HGF selectively blocks Smad-2/3 nuclear accumulation in renal interstitial cells in obstructive nephropathy. A to D: Representative micrographs show Smad-2/3 nuclear accumulation in the fibrotic kidneys induced by UUO. Cryosections of the obstructed kidneys from mice receiving either empty pcDNA3 plasmid (A, C) or pCMV-HGF plasmid (B, D) were stained for Smad-2/3 (red) and proximal tubules with fluorescein-conjugate lectin from T. purpureas (green), and cell nuclei with 4′,6-diamidino-2-phenylindole (blue).
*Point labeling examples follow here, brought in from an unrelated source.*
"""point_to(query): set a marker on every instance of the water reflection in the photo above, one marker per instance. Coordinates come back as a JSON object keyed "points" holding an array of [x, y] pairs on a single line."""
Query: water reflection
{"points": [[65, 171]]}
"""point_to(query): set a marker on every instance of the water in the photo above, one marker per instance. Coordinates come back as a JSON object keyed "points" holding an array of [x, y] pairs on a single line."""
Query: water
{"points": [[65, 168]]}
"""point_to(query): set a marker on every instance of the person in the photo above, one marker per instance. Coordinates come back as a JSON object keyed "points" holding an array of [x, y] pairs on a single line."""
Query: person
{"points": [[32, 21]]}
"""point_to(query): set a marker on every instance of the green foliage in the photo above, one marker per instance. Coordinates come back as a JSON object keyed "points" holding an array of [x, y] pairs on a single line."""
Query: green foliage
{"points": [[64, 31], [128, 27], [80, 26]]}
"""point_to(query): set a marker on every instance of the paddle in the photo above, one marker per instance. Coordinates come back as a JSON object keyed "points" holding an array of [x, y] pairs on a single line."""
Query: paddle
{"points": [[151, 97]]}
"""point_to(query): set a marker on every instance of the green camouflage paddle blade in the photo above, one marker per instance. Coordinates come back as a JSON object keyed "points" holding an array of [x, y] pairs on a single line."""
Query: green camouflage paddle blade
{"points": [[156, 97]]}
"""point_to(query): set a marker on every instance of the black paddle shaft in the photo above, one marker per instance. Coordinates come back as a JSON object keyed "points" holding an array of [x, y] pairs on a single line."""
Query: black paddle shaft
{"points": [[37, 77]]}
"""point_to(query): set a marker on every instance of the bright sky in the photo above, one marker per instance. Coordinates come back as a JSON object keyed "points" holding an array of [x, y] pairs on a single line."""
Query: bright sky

Tubular compartments were depicted by broken lines along renal tubules. Smad-2/3-positive nuclei were counted in the widened interstitium and expressed as percentages of Smad-2/3-positive nuclei (red) per total nuclei (blue). Arrowheads indicate the corresponding cell nuclei either positive (A, C) or negative (B, D) for Smad-2/3 in renal interstitium. E: Graphical presentation of the percentage of Smad-2/3-positive cell nuclei in the interstitial areas of the obstructed kidneys. Data were presented as mean ± SE from five animals per group. *, P < 0.01 versus pcDNA3 group.